Saturday, October 02, 2010

Precision



Question came up in a forum about why people stay in martial arts once they get past the basic tools. 


The hardcore street guys allow that once you get the basics that's what you need, and if you can't get enough tools in a few months, staying for a few years won't help.  They have a point -- past what you need to physically do the job, you shift into attitude and awareness and whether you are training for reality or fantasy, and what that entails. (I confess I kinda like the notion that most martial artists are training to fight dogs and when they run into a wolf, they will have big trouble. I don't agree with the notion that all martial arts are a waste of time for self-defense and won't work against the wolf. But that's a position I don't need to go into for the purposes of this discussion, save to allow that it exists and that it's an agree-to-disagree thing.)


There are all kinds of reasons to study a martial art, ranging from gaining confidence, to learning real skills in how to move, to camaraderie; getting in shape, or learning a trade might be there. Competition. And where I find myself these days, trying to master a discipline simply because I want to master it.


Do I know it pretty well by now? Yes. But I put a different premium on "mastery."


Back in the day, the cachet of the black belt was a big goal. Get there, you could teach, and you would be a bulletproof monk and all. Not the case once you got there, but it was part of the program that set a lot of people on a path. Sometimes an unrealistic expectation can still pay off.


I liken this long-term commitment to mastering a musical instrument. Yeah, at some point you'll get good enough to maybe entertain an audience, but the really great players never quit practicing and learning. When Segovia was pushing ninety, he was still practicing six hours a day. Not as if he didn't already know how to play, but he kept at it. At that level, the motivation is something else. What your ninety-year-old self can do isn't the same as what your thirty-year-old self could do. There is a difference between what you need and what you want, and as in many things, you will sometimes have the option to choose which you pursue.


For martial stuff, there is a point of diminishing returns vis a vis the usefulness. If Ali wins the heavyweight championship of the world, that his wrist was crooked when he threw that punch in round three that knocked his opponent down is maybe not really something that should keep him up nights worrying. But if it makes him feel better to know that his wrist was straight? Good for him. 


I used to shoot smallbore pistol silhouette. Small targets at progressively longer ranges, starting with one about the size of a teacup at twenty-five years and ranging out to one the size of a dinner plate at a hundred yards. Forty targets, forty shots, your score was how many you hit. The goal was 40/40. I was in the 38/40 class most of the time. It was a game of precision.

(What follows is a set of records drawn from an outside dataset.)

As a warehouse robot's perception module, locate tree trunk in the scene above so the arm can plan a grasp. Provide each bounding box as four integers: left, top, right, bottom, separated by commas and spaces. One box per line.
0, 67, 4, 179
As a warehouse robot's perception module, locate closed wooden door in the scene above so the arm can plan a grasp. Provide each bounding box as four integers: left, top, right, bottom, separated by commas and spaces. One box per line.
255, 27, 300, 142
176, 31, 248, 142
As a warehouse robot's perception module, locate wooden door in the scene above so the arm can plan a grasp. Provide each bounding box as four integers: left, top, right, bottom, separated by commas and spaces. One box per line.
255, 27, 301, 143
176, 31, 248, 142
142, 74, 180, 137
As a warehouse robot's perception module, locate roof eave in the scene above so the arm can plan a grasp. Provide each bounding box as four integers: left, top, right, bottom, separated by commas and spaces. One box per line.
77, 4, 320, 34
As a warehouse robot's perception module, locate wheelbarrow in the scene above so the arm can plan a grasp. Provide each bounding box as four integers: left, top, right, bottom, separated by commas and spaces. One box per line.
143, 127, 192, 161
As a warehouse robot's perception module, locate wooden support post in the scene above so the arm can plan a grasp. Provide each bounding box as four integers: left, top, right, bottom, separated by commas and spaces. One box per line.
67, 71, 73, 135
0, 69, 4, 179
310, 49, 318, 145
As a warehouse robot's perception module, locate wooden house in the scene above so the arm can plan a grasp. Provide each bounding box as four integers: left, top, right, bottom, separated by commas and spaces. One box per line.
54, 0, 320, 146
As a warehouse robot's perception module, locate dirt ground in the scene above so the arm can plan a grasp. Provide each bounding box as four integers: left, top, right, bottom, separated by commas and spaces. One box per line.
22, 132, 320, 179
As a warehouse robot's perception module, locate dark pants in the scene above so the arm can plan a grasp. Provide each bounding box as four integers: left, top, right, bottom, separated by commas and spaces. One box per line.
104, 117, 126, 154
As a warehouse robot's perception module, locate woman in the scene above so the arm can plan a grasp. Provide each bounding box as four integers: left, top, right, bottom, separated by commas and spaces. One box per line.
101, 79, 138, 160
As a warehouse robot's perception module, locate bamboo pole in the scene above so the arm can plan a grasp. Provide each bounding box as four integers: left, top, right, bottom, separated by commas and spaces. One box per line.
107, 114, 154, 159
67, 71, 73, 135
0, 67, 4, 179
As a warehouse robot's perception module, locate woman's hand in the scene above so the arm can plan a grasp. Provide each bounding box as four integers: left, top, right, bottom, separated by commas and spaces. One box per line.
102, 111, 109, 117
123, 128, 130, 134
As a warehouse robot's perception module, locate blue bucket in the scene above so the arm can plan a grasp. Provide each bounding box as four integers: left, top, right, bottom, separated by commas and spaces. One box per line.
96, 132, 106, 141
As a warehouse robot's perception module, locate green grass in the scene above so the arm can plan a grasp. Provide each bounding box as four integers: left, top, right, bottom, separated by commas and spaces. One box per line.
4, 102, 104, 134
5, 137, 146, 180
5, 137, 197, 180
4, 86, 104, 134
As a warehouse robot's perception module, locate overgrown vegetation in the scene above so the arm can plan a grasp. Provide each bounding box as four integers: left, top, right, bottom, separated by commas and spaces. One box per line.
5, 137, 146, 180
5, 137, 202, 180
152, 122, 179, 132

A combat shooter who can keep all of them from his nine within the A-zone at twenty-five meters is happy, but using his weapon on a ram silhouette at a hundred yards? He might hit one or two, but I wouldn't bet on ten for ten. His weapon is great for what it is intended to do, but it's not a precision tool for a long-range discipline. He doesn't need a tack-driver; the silhouette shooter does. At short range, I'd want the 9mm combat pistol. If I had to make the head shot at a hundred yards? The hit with the .22 LR is better than a miss with the nine.

2 comments:

Dojo Rat said...

I agree with the notion of learning for learning's sake.

I fought in a dozen large tournaments, the last at age 38. Gave it up.
Learned over twenty Tae Kwon Do forms and twice that many defence patterns. Threw them all out.
Repeated the process with Kenpo. Threw them all out.
Now the softer Chinese stuff suits my aging body. But I'm driven to learn complete systems, so here I am ten years into another serious study. But this one is something I can practice as I get older, without unrealistic goals.
Great pic of the young Obi-Wan Perry in classic Karate pose...

steve-vh said...

My trainingpartner got a new rifle. Put in 400 shots the first day. Other hunters questioned why so many.
That's why he's a great hunter, not a good one.


i used to have to explain FMA to the country folk around here with a gun/bow analogy. No difference in learning to master a skill.